Vlog on

I have a million blog posts in my head, sitting right alongside the 25k I waiting to be placed on the screen to finish up the book. That's right, people. I'm almost done with a book. Like, an entire one. The thought is way too surreal.

Anyway, I want to go the easy route today because I'm way behind on my writing schedule and really need to be a good little writer. So I'm going to use this post to let you know about a new feature I'm adding to my blog as of tomorrow. It's going to be called Story Time Saturdays and the plan is to showcase vlog posts showing myself or other writing peoples reading favorite stories to their children. Reading to Buttercup is a huge part of our relationship and I want to share that. I have a few writers lined up to share story time with their own kiddos and will choose my own favorites to throw in once or twice a month. More if the well runs dry.

Keep in mind, though...while Saturdays post is going to be family friendly, Friday's post might not be. I promise to do my best to limit the F-bombs to Sunday to Thursday...but please keep my #pottymouth tag in mind when sitting down with your kids to listen to a new tale on Saturdays. Bottom line? Just have the video cued up and ready to be safe if your kids can read. I'm still living down The Great Dam Gammit Incident of 2008 with my own child, and don't need any added guilt to add to my already tarnished Mom of the Year award points if your kids start repeating what I say.

And with that, I'm off to work on that making myself a famous writer thing.

For those who like to keep score

Guess how much I love you. It's a game almost every parent plays with their child. scan0001

"I love you more than..." Fill in the blank. It's fun, creative, and best of all, free entertainment.

Buttercup and I are playing this a lot lately, thanks to a new board book her Nana sent as a Valentine's Day present. It's titled, of course, "Guess How Much I Love You." And it's brilliant.

I won't ruin the book for you and your little ones. I'll just say that you'll smile each and every time you read it, finishing in a dramatic whisper...because in this version, the parent wins every time.

Open mic: The end of the rainbow

I've been getting a crazy amount of hits with "Roy G. Biv" as the search term. My ego thinks that's pretty snazzy. So I dug through my word doc and decided to post one more. If the hits keep coming, I might get brave enough to revise a few of the weaker poems and start querying. I'd love comments!

The end of the Rainbow

At the end of the Rainbow Are Violet and Gold

But no one pays attention to Violet

They can see her just fine But since the beginning of Time

It has always been about where Gold Is hiding

Humble pie can suck it

That's right. I said it. Forget modesty in the pit I like to call manuscript critique. I'm getting slammed with statements calling me out as a crappy kid lit writer when it comes to the poetry I submitted. So I revised. And it looks like that round of edits only got me more "suck." Granted, my critiques offered some very valid points that I wholeheartedly plan on addressing, but let's just say the tone of the critiques has left me wondering if there might be one dream less worth pursuing.

So I have three choices:

1) Put my big girl panties back on, smile pretty, and REVISE, REVISE, REVISE. Focus on the fact that I while I know my current kid lit project might not ever win an award if/when it's published, that at least I know the intended audience does like what I have to say.

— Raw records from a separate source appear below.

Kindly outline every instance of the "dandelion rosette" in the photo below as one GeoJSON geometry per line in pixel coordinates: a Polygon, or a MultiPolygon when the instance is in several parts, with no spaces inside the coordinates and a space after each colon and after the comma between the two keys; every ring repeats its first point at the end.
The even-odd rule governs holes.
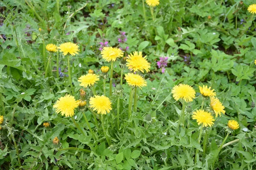
{"type": "Polygon", "coordinates": [[[250,13],[256,14],[256,4],[250,5],[247,10],[250,13]]]}
{"type": "Polygon", "coordinates": [[[64,97],[61,97],[53,105],[57,113],[61,113],[61,115],[71,117],[75,114],[74,110],[79,105],[79,102],[73,96],[66,94],[64,97]]]}
{"type": "Polygon", "coordinates": [[[123,56],[124,53],[121,49],[111,47],[105,47],[101,51],[102,58],[108,62],[115,61],[116,58],[123,56]]]}
{"type": "Polygon", "coordinates": [[[216,117],[218,115],[221,116],[221,113],[225,114],[225,111],[224,110],[225,107],[222,105],[222,104],[220,102],[219,100],[214,96],[210,96],[211,101],[210,102],[210,106],[214,111],[216,117]]]}
{"type": "Polygon", "coordinates": [[[78,81],[80,82],[81,86],[87,87],[88,85],[94,85],[94,83],[97,83],[97,81],[99,80],[99,76],[98,74],[88,73],[86,75],[81,76],[78,79],[78,81]]]}
{"type": "Polygon", "coordinates": [[[184,99],[189,102],[193,101],[195,97],[195,91],[193,88],[188,85],[180,84],[173,87],[172,90],[172,96],[174,99],[178,101],[180,99],[184,99]]]}
{"type": "Polygon", "coordinates": [[[112,110],[111,102],[108,97],[104,96],[95,96],[90,99],[90,107],[98,114],[106,114],[112,110]]]}
{"type": "Polygon", "coordinates": [[[146,59],[146,56],[144,57],[142,56],[141,51],[134,52],[128,55],[128,58],[126,60],[126,66],[131,71],[135,72],[140,71],[144,73],[144,70],[146,72],[149,71],[150,63],[146,59]]]}
{"type": "Polygon", "coordinates": [[[159,0],[146,0],[146,3],[150,6],[155,6],[159,5],[159,0]]]}
{"type": "Polygon", "coordinates": [[[132,86],[139,87],[141,89],[142,87],[147,85],[147,82],[141,76],[134,73],[128,73],[125,74],[125,79],[128,85],[132,86]]]}
{"type": "Polygon", "coordinates": [[[203,85],[203,87],[199,86],[200,93],[204,97],[216,96],[216,93],[214,92],[214,89],[211,90],[211,87],[208,88],[207,85],[203,85]]]}
{"type": "Polygon", "coordinates": [[[57,52],[58,49],[57,46],[55,44],[49,44],[45,46],[46,50],[50,52],[57,52]]]}
{"type": "Polygon", "coordinates": [[[78,52],[79,51],[78,45],[71,42],[62,43],[58,48],[61,50],[60,51],[62,52],[64,56],[68,53],[74,56],[76,54],[78,54],[78,52]]]}
{"type": "Polygon", "coordinates": [[[236,130],[239,128],[239,124],[235,120],[230,120],[227,123],[227,126],[233,130],[236,130]]]}
{"type": "Polygon", "coordinates": [[[203,126],[212,126],[214,119],[209,112],[203,110],[199,110],[193,112],[192,119],[196,120],[198,125],[202,124],[203,126]]]}

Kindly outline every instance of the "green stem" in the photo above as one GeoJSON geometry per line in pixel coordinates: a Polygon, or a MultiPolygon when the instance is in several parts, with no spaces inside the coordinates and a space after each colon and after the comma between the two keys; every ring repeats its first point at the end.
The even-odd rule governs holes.
{"type": "Polygon", "coordinates": [[[143,7],[143,14],[144,15],[144,20],[147,22],[147,18],[146,18],[146,12],[145,11],[145,6],[144,5],[144,0],[142,0],[142,6],[143,7]]]}
{"type": "Polygon", "coordinates": [[[79,125],[78,125],[77,123],[76,123],[76,121],[75,121],[75,119],[74,119],[74,118],[72,116],[72,117],[71,117],[71,120],[72,120],[72,121],[73,122],[73,123],[74,123],[74,124],[75,124],[76,126],[76,128],[77,128],[80,130],[80,131],[81,132],[81,133],[82,133],[83,135],[84,135],[84,131],[83,130],[82,130],[82,129],[81,129],[80,126],[79,125]]]}
{"type": "Polygon", "coordinates": [[[20,167],[21,166],[21,163],[20,162],[20,154],[19,153],[19,148],[18,148],[18,146],[17,146],[17,144],[15,140],[15,139],[14,138],[14,136],[13,136],[13,134],[12,132],[11,132],[9,128],[8,128],[9,132],[11,134],[11,136],[12,136],[12,139],[13,141],[13,143],[14,143],[14,146],[15,147],[15,149],[16,150],[16,154],[17,154],[17,157],[18,158],[18,162],[19,162],[19,168],[20,170],[22,169],[20,167]]]}
{"type": "MultiPolygon", "coordinates": [[[[202,136],[202,133],[203,132],[203,125],[202,125],[202,126],[200,127],[201,129],[200,129],[200,132],[199,132],[199,136],[198,137],[198,144],[200,144],[200,141],[201,140],[201,136],[202,136]]],[[[198,154],[198,153],[199,150],[198,150],[198,149],[196,149],[196,150],[195,151],[195,164],[196,162],[196,155],[198,154]]]]}
{"type": "MultiPolygon", "coordinates": [[[[108,138],[108,136],[107,135],[107,131],[105,129],[105,128],[104,127],[104,117],[103,117],[103,115],[101,115],[101,122],[102,122],[102,130],[103,130],[103,132],[104,133],[104,135],[105,135],[105,137],[106,137],[106,139],[107,140],[107,142],[108,142],[108,146],[111,145],[111,142],[108,138]]],[[[107,130],[108,130],[108,129],[107,129],[107,130]]]]}
{"type": "Polygon", "coordinates": [[[137,100],[138,97],[137,97],[137,87],[134,87],[134,111],[137,111],[137,100]]]}
{"type": "Polygon", "coordinates": [[[58,150],[79,150],[80,151],[87,152],[88,153],[90,153],[91,152],[90,150],[88,150],[87,149],[79,148],[78,147],[66,147],[65,148],[58,149],[58,150]]]}
{"type": "Polygon", "coordinates": [[[47,75],[47,73],[48,73],[48,70],[49,70],[49,65],[50,65],[50,61],[51,61],[51,59],[52,58],[52,54],[51,52],[50,53],[50,57],[49,57],[49,59],[48,60],[48,62],[47,63],[47,66],[46,66],[46,69],[45,69],[45,78],[47,77],[47,76],[48,75],[47,75]]]}
{"type": "Polygon", "coordinates": [[[90,123],[89,123],[89,122],[88,122],[88,120],[87,119],[87,118],[86,117],[86,115],[85,115],[85,114],[84,114],[84,112],[83,112],[83,115],[84,115],[84,120],[85,120],[85,122],[86,122],[87,126],[88,126],[88,128],[89,128],[90,131],[92,134],[93,138],[94,141],[96,142],[96,138],[97,139],[97,140],[99,139],[98,138],[97,136],[96,135],[95,135],[95,134],[94,134],[94,132],[93,132],[93,130],[91,128],[90,126],[90,123]]]}
{"type": "Polygon", "coordinates": [[[110,79],[109,81],[109,96],[112,96],[112,78],[113,77],[113,67],[114,62],[111,62],[111,68],[110,71],[110,79]]]}
{"type": "Polygon", "coordinates": [[[117,130],[119,130],[119,125],[120,125],[120,122],[119,122],[119,119],[120,118],[119,117],[119,112],[120,112],[120,95],[118,95],[118,96],[117,97],[117,118],[116,118],[116,121],[117,121],[117,130]]]}
{"type": "Polygon", "coordinates": [[[215,157],[215,158],[214,159],[214,161],[213,161],[213,162],[212,163],[212,167],[214,167],[214,164],[215,164],[215,162],[216,162],[216,159],[217,159],[217,158],[218,155],[219,153],[220,153],[220,151],[221,151],[221,148],[222,148],[222,146],[223,146],[223,144],[224,144],[224,143],[225,143],[225,142],[227,139],[227,137],[228,137],[228,136],[229,135],[229,134],[230,134],[230,133],[228,132],[227,133],[227,135],[226,136],[226,137],[224,139],[224,140],[223,140],[222,143],[221,143],[221,146],[220,146],[220,147],[218,148],[218,155],[217,155],[217,156],[216,156],[215,157]]]}
{"type": "Polygon", "coordinates": [[[130,95],[129,96],[129,104],[128,105],[128,119],[130,119],[130,117],[131,116],[131,106],[132,105],[132,98],[133,96],[133,91],[132,90],[132,87],[131,87],[130,88],[130,95]]]}
{"type": "Polygon", "coordinates": [[[67,55],[67,67],[68,68],[68,79],[70,85],[70,87],[71,88],[71,91],[73,95],[75,94],[74,93],[74,90],[73,89],[73,85],[72,85],[72,80],[71,80],[71,74],[70,73],[70,55],[67,55]]]}
{"type": "Polygon", "coordinates": [[[106,79],[103,79],[103,91],[104,91],[104,96],[106,96],[106,79]]]}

2) Take a good hard look at my strengths and weaknesses as a writer. I know I've got a good thing going on with my journalism background, bylines to make my mother proud, and this snappy blog. And I'm plenty proud of my memoir/momoir/bookumentary/whatever-the-hell-you-want-to-call-it Baby Ph(f)at book in the works. But these strengths do not necessarily mean that I know diddly (or have the talent needed to make up for any stated lack of knowledge) regarding writing for children.

3) Put the kid lit on the back burner and let it stew for a while so I can gather my bearings. This is my first attempt at criticism for this particular project from someone not bound by loyalty or blood and it's been a brutal wake up call. I'm not intending to let one bully on the playground scare me off the tire swing, but before I do anything, I need to figure out if I even want back on the damned thing.

Ouch. Reality hurts.

We've already covered the fact that I have too many balls I'm trying to juggle right now, right? Seriously, I'm a glutton for punishment and either go too long with no creative output, or conversely get myself into 15 projects at once and then wonder why I'm losing my mind. Maybe it all has something to do with my not sleeping lately. Who knows?

One thing I am very happy to be spending time on is contributing to an online manuscript exchange forum on which I've posted a few poems from my Roy G. Biv project. I've gotten some fantastic feedback from other kid lit writers on ways to improve my work.

I'll admit right here and now that I went in blinded by my ego. I was just waiting for responses like "This is a masterpiece!" and "You are a fantastic writer who needs no editing, drafts, or revisions at all!" Right.

The first critique stung a little bit, but then I went back and reread it the next day with an open mind. And guess what? It made sense. There's always room for improvement...especially on something I wrote when I was TWELVE! My ego is on vacation now, banished from my interaction on the forum, and my muse is ready to tackle my first round of revisions on the four poems I have posted for critique.